When an application forwards untrusted input into SecureHeaders.override_content_security_policy_directives (or append_…) for :sandbox, :plugin_types, or :report_to, an attacker can embed a literal ; and inject an arbitrary CSP directive into the header value. Because :sandbox and :plugin_types both sort alphabetically before :script_src in BODY_DIRECTIVES, the injected script-src lands earlier in the header and wins under the CSP first-occurrence rule, defeating the application's real script-src.
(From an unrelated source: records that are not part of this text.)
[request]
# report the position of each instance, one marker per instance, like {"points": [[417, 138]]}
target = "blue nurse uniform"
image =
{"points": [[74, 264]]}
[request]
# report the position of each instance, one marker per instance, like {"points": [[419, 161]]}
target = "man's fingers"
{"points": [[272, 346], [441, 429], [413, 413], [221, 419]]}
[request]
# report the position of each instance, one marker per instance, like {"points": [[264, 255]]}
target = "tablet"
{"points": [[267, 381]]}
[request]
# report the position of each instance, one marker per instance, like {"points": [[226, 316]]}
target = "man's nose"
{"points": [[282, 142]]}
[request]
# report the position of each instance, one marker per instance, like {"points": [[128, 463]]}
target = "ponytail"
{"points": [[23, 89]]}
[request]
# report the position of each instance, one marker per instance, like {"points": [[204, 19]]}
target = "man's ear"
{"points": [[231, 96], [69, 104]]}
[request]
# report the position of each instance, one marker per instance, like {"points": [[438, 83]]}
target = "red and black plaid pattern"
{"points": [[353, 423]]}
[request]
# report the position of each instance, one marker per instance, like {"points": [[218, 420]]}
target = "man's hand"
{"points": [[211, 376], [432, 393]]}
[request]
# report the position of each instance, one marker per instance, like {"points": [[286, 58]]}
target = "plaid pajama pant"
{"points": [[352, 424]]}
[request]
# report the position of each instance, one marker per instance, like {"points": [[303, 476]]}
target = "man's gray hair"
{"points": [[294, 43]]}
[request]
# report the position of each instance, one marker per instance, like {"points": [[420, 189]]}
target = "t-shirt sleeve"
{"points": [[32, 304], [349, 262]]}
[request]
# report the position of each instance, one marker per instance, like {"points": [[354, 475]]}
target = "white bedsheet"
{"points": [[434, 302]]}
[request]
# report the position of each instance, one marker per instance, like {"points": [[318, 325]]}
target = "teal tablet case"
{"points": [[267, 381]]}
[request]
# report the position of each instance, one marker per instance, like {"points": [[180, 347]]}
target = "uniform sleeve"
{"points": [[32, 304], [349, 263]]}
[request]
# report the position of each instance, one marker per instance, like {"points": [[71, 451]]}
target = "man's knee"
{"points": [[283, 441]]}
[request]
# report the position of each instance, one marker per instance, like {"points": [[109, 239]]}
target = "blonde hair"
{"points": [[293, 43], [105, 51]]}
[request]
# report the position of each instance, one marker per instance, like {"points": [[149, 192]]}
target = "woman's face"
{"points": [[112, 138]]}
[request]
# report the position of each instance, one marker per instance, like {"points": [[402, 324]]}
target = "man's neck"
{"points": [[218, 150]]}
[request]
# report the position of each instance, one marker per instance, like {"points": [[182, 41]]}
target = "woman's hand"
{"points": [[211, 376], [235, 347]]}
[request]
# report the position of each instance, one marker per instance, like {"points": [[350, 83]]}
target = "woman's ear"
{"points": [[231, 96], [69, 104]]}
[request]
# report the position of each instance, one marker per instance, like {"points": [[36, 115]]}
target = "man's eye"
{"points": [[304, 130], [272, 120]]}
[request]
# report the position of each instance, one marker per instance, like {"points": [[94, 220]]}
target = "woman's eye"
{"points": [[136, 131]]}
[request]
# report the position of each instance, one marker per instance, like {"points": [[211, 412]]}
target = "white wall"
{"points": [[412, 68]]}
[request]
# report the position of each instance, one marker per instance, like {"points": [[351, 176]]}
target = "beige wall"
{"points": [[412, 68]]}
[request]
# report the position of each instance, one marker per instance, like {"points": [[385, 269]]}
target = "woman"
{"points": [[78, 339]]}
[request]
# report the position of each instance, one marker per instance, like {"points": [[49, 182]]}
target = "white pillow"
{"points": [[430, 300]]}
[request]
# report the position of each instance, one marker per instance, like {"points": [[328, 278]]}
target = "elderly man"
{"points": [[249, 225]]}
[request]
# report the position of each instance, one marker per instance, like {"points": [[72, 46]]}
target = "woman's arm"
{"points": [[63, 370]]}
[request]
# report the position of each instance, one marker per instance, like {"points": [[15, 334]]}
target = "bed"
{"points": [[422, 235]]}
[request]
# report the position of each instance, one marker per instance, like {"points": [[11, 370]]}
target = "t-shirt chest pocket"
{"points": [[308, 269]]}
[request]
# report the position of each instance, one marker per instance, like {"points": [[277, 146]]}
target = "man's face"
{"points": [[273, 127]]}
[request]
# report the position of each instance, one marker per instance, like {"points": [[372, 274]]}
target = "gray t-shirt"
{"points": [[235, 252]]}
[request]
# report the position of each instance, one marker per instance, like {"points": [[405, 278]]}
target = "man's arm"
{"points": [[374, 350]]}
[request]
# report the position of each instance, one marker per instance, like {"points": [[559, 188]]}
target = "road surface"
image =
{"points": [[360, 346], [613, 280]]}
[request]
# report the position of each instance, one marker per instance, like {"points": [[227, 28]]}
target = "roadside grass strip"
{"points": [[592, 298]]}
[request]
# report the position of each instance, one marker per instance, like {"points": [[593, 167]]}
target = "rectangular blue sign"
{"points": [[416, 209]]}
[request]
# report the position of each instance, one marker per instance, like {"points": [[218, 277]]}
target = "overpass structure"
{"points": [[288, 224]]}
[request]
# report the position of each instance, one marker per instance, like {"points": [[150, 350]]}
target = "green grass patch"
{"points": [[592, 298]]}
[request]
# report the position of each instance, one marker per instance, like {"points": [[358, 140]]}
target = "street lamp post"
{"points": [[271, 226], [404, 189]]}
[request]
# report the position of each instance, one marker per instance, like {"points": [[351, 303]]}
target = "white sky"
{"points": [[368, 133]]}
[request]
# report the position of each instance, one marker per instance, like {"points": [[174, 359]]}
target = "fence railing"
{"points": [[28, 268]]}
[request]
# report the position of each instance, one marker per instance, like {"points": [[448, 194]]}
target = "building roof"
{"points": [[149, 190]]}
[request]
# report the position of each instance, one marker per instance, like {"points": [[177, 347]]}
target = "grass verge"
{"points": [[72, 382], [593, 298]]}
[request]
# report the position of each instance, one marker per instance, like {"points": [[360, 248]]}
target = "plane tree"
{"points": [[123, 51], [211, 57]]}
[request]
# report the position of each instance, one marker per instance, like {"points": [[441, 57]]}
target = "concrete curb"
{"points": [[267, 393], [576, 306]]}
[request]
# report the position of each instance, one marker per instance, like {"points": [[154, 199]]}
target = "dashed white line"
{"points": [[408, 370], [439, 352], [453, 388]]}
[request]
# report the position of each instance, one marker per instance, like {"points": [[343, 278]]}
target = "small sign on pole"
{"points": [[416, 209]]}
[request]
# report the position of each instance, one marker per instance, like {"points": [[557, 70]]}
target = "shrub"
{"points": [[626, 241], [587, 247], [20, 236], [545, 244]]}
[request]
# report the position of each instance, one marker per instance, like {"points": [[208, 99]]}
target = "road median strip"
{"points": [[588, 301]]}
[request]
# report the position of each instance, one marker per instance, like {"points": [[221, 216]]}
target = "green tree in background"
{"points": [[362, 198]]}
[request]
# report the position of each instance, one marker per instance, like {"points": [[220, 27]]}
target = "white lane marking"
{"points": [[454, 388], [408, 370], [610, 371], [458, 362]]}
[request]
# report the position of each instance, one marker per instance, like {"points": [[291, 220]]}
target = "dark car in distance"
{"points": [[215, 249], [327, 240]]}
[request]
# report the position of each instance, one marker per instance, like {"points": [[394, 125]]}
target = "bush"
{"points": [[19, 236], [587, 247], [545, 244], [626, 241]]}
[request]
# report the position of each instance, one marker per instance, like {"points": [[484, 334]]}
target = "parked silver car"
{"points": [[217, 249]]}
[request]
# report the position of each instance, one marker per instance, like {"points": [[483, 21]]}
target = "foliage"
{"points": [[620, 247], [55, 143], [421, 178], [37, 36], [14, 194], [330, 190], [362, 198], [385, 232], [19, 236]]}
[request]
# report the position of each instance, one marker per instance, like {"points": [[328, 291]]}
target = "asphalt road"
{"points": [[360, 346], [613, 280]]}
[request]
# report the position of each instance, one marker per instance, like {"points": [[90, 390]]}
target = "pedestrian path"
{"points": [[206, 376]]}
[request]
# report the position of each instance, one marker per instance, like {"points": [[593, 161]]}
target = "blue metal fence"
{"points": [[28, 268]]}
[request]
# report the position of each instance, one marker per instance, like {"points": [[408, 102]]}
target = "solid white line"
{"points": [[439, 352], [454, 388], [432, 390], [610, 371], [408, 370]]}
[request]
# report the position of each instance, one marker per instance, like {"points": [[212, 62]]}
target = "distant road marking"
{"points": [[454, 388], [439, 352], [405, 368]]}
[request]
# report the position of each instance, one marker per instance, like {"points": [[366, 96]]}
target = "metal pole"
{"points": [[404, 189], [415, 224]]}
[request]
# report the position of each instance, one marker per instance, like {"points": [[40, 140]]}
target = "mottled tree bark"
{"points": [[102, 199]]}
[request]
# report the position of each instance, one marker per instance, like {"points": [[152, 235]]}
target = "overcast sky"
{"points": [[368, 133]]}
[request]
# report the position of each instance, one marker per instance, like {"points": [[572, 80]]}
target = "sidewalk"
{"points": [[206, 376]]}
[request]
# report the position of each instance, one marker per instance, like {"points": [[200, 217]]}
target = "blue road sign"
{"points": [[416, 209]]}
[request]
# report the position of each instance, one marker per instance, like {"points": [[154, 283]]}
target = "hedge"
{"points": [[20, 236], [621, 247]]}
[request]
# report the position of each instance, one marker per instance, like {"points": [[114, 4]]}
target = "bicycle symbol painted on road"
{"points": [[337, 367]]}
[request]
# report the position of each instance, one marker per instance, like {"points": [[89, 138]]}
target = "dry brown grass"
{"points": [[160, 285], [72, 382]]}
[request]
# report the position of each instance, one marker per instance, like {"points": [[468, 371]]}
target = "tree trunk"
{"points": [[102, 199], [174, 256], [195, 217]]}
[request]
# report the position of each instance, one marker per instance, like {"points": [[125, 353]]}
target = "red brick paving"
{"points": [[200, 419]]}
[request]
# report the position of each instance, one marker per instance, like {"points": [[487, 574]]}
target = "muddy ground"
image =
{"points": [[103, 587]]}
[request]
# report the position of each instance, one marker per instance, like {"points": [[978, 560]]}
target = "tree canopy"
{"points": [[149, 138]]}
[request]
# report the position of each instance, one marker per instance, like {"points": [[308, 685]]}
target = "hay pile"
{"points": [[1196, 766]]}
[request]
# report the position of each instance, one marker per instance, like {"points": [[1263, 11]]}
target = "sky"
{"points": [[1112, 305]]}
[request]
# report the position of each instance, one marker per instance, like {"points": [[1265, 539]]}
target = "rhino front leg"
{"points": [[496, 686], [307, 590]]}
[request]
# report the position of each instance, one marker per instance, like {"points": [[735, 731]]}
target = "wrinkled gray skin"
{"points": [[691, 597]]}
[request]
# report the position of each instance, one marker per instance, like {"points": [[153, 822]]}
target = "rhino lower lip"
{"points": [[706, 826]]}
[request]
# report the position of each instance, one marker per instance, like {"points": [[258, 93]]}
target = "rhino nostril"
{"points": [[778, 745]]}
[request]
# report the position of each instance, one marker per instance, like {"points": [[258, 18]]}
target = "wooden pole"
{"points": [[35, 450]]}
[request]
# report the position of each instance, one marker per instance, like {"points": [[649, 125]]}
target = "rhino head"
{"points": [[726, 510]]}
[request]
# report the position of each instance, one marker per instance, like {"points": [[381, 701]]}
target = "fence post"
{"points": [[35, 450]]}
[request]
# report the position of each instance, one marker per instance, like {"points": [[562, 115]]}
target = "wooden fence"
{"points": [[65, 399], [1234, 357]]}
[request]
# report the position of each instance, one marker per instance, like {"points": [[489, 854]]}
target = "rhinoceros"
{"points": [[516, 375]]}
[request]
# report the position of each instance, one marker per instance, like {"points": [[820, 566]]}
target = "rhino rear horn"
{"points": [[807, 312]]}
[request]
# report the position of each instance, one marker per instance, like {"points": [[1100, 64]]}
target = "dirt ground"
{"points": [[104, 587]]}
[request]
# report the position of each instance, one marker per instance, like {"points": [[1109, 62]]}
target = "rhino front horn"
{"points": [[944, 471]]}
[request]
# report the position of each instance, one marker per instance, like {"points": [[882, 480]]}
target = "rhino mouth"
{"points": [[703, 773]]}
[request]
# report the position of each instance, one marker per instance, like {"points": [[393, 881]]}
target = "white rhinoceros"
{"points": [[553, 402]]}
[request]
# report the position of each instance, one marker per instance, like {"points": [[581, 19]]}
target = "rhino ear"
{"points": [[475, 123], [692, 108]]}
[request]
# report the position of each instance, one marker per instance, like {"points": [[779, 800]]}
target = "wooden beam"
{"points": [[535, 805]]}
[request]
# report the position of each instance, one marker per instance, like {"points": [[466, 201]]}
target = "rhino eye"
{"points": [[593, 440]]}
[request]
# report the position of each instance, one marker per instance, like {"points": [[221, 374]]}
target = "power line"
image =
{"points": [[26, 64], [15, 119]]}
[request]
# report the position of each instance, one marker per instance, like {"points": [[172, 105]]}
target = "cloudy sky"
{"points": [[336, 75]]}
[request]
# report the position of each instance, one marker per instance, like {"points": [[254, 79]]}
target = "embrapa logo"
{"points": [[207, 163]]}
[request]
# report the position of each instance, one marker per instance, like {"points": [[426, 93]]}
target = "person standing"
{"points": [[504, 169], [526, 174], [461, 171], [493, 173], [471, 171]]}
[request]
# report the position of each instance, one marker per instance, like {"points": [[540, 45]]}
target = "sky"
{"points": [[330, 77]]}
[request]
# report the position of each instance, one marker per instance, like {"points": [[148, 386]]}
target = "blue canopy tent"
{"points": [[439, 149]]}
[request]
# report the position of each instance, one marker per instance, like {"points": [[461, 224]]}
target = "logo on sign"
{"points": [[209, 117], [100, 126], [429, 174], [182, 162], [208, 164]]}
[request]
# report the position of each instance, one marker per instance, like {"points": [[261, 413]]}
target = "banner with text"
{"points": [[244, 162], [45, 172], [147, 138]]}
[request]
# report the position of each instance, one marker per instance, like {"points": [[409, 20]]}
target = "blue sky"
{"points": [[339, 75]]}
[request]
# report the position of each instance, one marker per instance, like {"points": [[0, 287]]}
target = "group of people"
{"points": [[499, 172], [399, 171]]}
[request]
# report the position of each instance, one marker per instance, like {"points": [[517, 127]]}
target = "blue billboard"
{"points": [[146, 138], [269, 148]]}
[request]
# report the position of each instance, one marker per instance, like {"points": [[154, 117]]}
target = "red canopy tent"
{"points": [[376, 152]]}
End result: an 'unsafe-inline' * policy is forced for inline <script> despite the configured strict CSP, giving full XSS reachability anywhere reflected or stored content meets one of these three sinks.
An existing ;/\n scrub is already present in the source-list builder (build_source_list_directive), but the three sibling builders here never received the same treatment and still emit caller bytes verbatim into the CSP value.
## Impact
Although piping untrusted input into CSP directives is generally discouraged, applications that do so for one of the three uncovered directives turn that endpoint into an XSS sink with an effective * 'unsafe-inline' script-src, even though the global config says script_src: %w('self'). The same primitive can also be used to point report-to / report-uri at attacker infrastructure to silently siphon CSP violation reports — which include the violated URL, blocked-uri, source-file, line-number and a sample-snippet, useful for fingerprinting and for harvesting victim-internal URLs.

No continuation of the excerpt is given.